The things that I did like:
1- I love how Emily Ley writes, like she understands you and your daily struggles in the home. I would love to have her writing style combined with a more substantial book.
2- It's beautifully laid out and I think would make a nice gift. This isn't something that I really desire in a book of this nature, but I can see it being appealing for others.
1. I will echo many other reviewers by saying it is filled with basic common sense life-hacks anyone should have nailed down by the time they are at least one year out of college. There's alot of fluff by way of empty white space, tons of pictures, and blown up quotes already stated in the body of the text.
2. There are tons of inconsistencies between the text and the pictures as well as what you would find on social media. For example she tells you not to bother with a perfectly organized pantry full of plastic bins and labels and then shows pictures of her pantry, cabinets, and drawers all filled with bins. On social media when her mom comes to town she will often post a video of them at The Container Store shopping for more bins. To be clear I don't have a problem with a perfectly organized pantry it's the mismatch of advice and perceived lifestyle that is frustrsting. If you're reading a book about how to simplify and prioritze what matters most you want the advice to feel belivable and doable by way of the authors example.
3. Also, it is imporant to note that while she is a work from home mom she has more agency over her schedule than most people do. Whether you work full-time or stay at home with kids or work from home most people don't have the degree of flexibility and funds that she has to employ many of the simplification techniques she describes. Its hard to make room for most of these things if you have a full time job and as soon as you are off for the day you are spending all your spare time with kids and keeping the house afloat with food, laundry, etc. If you're a stay at home mom you are spending almost all of your time with kids, cooking, cleaning etc. There simply isn't enough nap time in the world to accomplish all of this along with the day to day tasks of running a home. I consider it an injustice to women to say you can have several kids and a thriving career and have your home in ship shape too. For most people that is either financially impossible or practically impossible or both based on the normal limitations and circumstances most women live with. Hers is a very unique life. Simply put most women don't run a financially thriving internet based work from home company and therefore can't replicate.

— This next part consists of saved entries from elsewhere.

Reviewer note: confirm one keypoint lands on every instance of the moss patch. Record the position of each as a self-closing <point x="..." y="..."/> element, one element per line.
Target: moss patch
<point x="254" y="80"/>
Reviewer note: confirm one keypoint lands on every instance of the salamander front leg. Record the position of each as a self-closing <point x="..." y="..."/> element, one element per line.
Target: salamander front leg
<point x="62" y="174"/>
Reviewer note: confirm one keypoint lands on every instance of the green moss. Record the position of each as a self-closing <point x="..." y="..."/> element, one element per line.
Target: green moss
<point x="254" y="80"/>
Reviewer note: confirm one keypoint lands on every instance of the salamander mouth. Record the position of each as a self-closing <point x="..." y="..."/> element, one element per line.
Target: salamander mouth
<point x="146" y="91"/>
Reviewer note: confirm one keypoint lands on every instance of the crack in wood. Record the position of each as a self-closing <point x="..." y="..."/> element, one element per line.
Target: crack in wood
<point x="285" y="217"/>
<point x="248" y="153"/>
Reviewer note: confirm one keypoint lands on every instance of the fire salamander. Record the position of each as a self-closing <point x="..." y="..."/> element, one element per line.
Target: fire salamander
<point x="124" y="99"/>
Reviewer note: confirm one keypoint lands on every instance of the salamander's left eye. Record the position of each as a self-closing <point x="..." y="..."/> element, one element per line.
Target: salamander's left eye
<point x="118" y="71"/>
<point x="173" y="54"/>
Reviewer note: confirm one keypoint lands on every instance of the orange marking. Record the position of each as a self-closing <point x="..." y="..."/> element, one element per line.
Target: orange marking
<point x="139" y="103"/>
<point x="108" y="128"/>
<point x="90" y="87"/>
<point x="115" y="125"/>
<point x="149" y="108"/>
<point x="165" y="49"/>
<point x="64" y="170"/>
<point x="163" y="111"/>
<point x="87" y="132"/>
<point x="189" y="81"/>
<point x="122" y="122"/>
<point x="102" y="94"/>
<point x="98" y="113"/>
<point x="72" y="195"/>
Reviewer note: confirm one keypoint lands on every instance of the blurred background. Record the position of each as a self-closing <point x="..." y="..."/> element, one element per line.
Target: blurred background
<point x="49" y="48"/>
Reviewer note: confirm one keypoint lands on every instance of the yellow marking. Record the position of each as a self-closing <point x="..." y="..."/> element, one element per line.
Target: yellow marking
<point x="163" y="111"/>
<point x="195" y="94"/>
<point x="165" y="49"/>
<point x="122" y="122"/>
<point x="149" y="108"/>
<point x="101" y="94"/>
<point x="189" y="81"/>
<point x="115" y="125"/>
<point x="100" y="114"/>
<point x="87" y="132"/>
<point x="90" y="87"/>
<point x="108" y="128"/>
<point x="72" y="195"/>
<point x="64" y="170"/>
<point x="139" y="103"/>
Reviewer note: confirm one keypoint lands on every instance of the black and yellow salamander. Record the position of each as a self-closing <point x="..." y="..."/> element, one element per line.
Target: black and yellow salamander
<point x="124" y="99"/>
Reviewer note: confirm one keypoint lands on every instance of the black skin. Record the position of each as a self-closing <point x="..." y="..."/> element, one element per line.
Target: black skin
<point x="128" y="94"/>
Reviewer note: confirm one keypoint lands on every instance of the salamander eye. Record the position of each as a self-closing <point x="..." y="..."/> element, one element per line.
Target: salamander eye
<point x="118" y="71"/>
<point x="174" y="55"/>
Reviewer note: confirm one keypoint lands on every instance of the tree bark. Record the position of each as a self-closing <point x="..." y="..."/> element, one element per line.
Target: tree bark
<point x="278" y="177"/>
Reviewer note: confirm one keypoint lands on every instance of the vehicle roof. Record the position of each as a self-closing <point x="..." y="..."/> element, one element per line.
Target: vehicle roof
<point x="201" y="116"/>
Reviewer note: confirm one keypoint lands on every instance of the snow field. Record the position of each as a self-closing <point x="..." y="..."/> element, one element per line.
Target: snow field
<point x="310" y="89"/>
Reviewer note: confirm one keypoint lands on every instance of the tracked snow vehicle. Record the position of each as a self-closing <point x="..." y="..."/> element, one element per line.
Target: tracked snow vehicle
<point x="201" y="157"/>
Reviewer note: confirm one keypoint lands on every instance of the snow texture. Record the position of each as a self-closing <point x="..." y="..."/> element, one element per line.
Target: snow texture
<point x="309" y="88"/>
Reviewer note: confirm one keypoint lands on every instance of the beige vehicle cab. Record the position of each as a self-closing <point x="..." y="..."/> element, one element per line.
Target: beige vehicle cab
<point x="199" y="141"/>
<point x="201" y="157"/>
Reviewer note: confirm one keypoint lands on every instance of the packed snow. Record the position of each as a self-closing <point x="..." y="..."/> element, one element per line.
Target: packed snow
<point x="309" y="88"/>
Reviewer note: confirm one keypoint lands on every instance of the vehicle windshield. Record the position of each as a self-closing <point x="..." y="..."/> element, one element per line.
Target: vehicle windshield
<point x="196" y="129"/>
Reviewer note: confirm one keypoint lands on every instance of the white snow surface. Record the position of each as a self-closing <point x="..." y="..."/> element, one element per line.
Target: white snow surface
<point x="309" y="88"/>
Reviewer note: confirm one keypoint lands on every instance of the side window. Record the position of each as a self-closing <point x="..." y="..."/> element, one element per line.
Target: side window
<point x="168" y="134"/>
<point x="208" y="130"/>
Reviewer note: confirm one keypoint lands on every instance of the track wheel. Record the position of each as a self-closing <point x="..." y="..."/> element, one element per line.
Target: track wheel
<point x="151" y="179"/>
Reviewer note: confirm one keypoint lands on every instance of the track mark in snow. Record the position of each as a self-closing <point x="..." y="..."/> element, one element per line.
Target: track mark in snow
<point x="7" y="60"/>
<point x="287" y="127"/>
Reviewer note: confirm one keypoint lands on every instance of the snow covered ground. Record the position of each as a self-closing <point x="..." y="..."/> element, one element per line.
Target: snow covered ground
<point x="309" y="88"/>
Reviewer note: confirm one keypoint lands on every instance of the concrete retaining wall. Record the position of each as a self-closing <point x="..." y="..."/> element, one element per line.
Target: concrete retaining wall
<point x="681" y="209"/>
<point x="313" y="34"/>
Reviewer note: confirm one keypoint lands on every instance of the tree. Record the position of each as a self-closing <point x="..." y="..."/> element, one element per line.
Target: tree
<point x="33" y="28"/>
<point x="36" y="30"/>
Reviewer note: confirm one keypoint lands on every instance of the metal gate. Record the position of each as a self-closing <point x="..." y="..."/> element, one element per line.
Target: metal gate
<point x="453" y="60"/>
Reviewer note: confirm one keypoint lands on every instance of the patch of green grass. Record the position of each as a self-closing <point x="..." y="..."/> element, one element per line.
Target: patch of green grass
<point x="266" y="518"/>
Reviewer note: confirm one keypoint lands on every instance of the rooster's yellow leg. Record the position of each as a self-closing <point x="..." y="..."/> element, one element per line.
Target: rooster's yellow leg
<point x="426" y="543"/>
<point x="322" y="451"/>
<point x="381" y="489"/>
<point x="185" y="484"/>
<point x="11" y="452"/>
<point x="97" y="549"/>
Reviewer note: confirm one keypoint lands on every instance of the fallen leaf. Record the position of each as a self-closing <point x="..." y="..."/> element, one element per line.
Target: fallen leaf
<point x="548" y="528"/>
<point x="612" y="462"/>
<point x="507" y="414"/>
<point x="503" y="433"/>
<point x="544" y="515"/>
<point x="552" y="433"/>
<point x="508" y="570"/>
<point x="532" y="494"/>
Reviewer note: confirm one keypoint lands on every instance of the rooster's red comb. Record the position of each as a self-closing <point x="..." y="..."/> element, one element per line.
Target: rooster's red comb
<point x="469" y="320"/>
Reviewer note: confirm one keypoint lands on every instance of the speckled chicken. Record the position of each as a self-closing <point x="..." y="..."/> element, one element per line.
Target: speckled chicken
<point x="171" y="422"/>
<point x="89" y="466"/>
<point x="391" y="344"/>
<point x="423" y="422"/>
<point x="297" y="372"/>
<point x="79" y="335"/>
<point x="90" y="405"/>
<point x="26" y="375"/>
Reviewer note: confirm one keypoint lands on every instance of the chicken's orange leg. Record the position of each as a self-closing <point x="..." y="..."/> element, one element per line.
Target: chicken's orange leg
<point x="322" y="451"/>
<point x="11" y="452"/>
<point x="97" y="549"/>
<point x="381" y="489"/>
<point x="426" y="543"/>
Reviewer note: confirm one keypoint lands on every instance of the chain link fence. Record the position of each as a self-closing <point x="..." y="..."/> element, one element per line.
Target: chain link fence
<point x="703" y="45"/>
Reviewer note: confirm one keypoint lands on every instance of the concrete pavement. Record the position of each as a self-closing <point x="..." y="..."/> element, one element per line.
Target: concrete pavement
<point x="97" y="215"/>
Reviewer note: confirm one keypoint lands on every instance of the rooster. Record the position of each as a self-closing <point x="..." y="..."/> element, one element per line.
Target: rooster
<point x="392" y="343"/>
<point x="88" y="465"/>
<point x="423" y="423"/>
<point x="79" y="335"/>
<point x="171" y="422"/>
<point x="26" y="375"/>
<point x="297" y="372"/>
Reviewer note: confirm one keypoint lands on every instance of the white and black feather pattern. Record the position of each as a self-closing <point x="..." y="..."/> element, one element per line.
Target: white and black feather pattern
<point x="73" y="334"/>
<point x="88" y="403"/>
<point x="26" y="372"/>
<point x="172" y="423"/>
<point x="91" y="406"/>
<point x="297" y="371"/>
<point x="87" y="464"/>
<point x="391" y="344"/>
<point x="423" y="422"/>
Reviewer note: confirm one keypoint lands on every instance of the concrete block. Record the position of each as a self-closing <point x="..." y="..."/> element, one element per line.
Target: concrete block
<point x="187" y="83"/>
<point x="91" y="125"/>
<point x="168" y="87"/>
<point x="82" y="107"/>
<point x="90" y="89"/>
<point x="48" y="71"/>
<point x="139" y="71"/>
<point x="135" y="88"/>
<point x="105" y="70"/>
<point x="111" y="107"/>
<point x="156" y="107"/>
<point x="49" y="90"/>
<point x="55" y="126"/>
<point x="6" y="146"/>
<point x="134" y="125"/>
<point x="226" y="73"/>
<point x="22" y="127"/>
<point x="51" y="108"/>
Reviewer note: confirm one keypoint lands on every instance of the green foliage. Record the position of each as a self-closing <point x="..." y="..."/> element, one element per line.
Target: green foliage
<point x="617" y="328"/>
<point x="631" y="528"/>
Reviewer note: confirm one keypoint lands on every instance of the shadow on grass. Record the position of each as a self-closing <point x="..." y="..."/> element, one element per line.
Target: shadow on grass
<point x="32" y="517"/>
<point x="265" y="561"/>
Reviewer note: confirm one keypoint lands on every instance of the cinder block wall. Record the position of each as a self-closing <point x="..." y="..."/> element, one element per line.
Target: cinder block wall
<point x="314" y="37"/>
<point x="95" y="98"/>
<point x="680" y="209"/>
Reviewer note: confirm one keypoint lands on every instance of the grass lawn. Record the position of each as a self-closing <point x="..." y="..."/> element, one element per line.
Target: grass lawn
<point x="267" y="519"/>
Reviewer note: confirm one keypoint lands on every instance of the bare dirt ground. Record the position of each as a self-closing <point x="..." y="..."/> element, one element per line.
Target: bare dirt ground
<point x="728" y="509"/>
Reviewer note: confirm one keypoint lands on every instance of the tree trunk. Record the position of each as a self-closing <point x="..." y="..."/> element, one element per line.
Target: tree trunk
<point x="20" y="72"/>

4. Lastly, it is frustrating to see a reputable Christian publishing house print a book like this. It was marketed as a spiritual book, but paying lip service to God a few times here and there doesn't make a book spiritual. There is very little if anything in this book that would point you to Christ. It's truly a missed opportunity on the publisher's part. The best way to simplify a life is to look at what matters most through the lens of scripture and focus on living true to that. It often frustrates me that this author is linked with authors like Lara Casey because one offers true depth and spiritual direction to a simplifed life focusing on what matters most while the other just comes across as disingenuous.
I would instead recommend
1. Cultivate by Lara Casey for a simplified life through Christ
2. The Life Changing Magic of Tidying Up for simplifying your environment.
If you do decide this book is for you just remember before you ever crack the cover that comparison really is the theif of all joy.